Home

🧠 MLOps Platform Wiki

Welcome to the MLOps Platform wiki – your central guide to understanding, deploying, and extending a production‑grade machine learning infrastructure.

📖 What is this platform?

This repository implements a full MLOps stack that automates the entire machine learning lifecycle:

Feature Engineering using Feast (offline & online store)
Experiment Tracking & Model Registry with MLflow
Training Pipeline Orchestration via Kubeflow Pipelines
Advanced Drift Detection (KS‑test, Jensen‑Shannon, PCA) for automatic retraining
Model Serving with KServe and GPU‑optimised transformers
Infrastructure as Code (Terraform) on AWS EKS
CI/CD with GitHub Actions

It is designed to be cloud‑agnostic, scalable, and cost‑efficient, supporting teams that need to move from experimentation to production with confidence.

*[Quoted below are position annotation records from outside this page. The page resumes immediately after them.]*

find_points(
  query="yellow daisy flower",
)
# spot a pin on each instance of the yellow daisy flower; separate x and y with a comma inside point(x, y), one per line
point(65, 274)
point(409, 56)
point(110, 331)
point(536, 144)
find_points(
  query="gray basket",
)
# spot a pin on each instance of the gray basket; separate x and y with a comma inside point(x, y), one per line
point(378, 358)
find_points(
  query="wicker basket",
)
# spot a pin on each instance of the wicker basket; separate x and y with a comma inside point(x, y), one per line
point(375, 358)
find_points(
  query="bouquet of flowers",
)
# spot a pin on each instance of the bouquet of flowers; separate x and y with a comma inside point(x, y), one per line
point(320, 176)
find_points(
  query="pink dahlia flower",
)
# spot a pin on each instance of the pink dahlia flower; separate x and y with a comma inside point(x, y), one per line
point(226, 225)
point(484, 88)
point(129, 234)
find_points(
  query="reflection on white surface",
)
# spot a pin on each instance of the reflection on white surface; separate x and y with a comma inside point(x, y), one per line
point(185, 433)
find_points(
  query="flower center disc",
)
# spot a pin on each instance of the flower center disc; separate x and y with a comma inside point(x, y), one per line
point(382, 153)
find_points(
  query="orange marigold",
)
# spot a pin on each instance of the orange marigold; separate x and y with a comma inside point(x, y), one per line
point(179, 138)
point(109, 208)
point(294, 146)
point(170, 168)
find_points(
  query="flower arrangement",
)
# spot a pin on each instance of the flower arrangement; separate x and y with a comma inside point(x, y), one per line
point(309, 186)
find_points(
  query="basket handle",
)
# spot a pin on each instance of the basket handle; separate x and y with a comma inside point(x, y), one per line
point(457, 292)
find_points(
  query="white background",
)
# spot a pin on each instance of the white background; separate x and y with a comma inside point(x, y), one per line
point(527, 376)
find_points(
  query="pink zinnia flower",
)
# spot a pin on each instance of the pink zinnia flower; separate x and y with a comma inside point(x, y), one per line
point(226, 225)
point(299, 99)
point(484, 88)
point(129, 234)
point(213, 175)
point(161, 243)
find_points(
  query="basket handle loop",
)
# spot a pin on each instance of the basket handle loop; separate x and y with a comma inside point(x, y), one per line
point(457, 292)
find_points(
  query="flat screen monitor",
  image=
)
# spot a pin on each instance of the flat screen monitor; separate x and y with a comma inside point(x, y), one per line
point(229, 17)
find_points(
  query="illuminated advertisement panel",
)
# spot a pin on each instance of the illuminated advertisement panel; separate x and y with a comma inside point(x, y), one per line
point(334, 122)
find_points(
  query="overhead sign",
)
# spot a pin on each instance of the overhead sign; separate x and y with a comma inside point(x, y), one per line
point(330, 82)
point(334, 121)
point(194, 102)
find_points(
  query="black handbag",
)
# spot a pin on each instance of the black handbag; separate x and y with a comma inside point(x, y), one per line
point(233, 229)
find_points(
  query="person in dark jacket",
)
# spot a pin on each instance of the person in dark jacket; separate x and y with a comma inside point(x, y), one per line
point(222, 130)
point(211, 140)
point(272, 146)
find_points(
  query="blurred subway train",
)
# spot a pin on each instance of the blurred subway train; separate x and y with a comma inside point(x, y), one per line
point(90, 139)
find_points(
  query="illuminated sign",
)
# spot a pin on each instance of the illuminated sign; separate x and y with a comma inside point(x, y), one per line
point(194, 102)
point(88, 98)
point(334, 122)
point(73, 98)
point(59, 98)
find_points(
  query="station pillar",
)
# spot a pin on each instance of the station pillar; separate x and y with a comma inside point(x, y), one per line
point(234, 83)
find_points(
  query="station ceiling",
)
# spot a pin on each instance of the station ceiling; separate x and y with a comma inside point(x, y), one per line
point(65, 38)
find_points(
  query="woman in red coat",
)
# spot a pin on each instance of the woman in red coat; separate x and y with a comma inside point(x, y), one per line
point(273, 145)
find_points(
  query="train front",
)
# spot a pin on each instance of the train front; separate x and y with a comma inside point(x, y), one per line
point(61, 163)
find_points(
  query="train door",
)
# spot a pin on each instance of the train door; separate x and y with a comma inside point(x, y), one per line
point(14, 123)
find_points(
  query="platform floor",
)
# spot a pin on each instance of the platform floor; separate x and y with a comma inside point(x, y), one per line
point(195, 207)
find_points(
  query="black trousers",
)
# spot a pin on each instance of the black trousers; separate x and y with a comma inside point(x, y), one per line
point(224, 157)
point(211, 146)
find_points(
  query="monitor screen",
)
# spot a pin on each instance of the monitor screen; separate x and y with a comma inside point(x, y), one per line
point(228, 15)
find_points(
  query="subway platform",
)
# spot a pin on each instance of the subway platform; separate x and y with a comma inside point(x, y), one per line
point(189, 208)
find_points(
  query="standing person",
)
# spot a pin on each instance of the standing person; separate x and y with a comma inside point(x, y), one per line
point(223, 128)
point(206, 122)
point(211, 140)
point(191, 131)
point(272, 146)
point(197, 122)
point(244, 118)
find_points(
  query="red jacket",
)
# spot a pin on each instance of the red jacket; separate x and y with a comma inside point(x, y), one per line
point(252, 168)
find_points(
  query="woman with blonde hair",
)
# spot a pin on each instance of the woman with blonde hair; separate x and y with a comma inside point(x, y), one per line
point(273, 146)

🗺️ Architecture at a Glance

graph TD
    subgraph "Data"
        A[Data Lake / S3]
        B[Streaming Events]
        C[Feast Feature Store]
    end

    subgraph "ML Pipelines (Kubeflow)"
        D[Training Pipeline]
        E[Drift Detection]
    end

    subgraph "MLflow"
        F[Experiment Tracking]
        G[Model Registry]
    end

    subgraph "Serving (KServe)"
        H[InferenceService]
        I[Transformer]
        J[Predictor]
    end

    subgraph "Infrastructure (EKS)"
        K[Kubernetes]
        L[GPU Nodes]
        M[Prometheus Monitoring]
    end

    A --> C
    B --> C
    C --> D
    D --> F
    F --> G
    G --> H
    H --> I --> J
    E --> D
    K --> L
    M --> K

For a detailed walk‑through see the Architecture Deep-Dive page.

🚀 Quick Start

Clone the repository

git clone https://github.com/Awrsha/mlops-platform.git
cd mlops-platform

Provision infrastructure with Terraform

cd terraform
terraform init && terraform apply

Deploy cluster services (KServe, MLflow, Feast, Kubeflow)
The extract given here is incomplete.